On November 26, 33-year-old Mrs Muñoz collapsed after a clot in her lungs. The John Peter Smith Hospital in Fort Worth diagnosed brain death but also found that she was 14 weeks pregnant. It thereupon refused to remove her from life support, against her husband’s wishes. It cited a Texas law which says that “life-sustaining treatment” must be maintained if a patient is pregnant, even if an advance directive exists or her relatives oppose it. The hospital planned to keep Mrs Muñoz on life support until her child was viable, deliver it with a Caesarean section, and then remove her from life support.

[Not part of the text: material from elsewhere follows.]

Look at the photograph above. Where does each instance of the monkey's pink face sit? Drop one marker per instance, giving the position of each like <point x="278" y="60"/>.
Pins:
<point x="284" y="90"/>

But the hospital finally relented when Mr Muñoz filed a lawsuit. “In fact, Marlise cannot possibly be a ‘pregnant patient’ — Marlise is dead,” the suit says. “To further conduct surgical procedures on a deceased body is nothing short of outrageous.” Her husband also alleged that the baby was not viable; it was said to be badly deformed and suffering from hydrocephalus.
This complex situation generated a storm of controversy. Was the Texas law unjust? Feminists said Yes. Was the Texas law being misinterpreted? Legal experts differed. Should a woman be used as an incubator? Feminists said, No. Should a dead body be used as an incubator? Her family thought that this did not show respect to Marlise Muñoz. Should a baby’s right to life be ignored? Pro-life groups said, No.
Was it possible for the woman to give birth to a healthy baby? Surprisingly, this question was not often posed. If the fate of the baby was mentioned in the media, the focus was on its alleged deformities. However, surprising as it may seem, there have been a small number of documented cases of brain-dead women who have given birth to viable children. A 2010 study by German doctors examined 30 cases of brain-dead pregnant women between 1982 and 2010. Twelve viable children were born and survived infancy.
In fact, at the same time as Americans were debating whether to remove Marlise Muñoz from life support and to allow her child to die, Italians witnessed the birth of a healthy child from a brain-dead mother. Carolina Sepe, 25, was shot in the head by a deranged neighbour when she was 10 weeks pregnant (he killed her father and grandmother). She survived for another 17 weeks and passed away in early January.
The case also raised the thorny question of whether Marlise Muñoz was really dead, even if she fulfilled all the criteria for brain death. A few neurologists say that if the body is functioning as an integrated whole, the person is not dead – because the person is not the brain.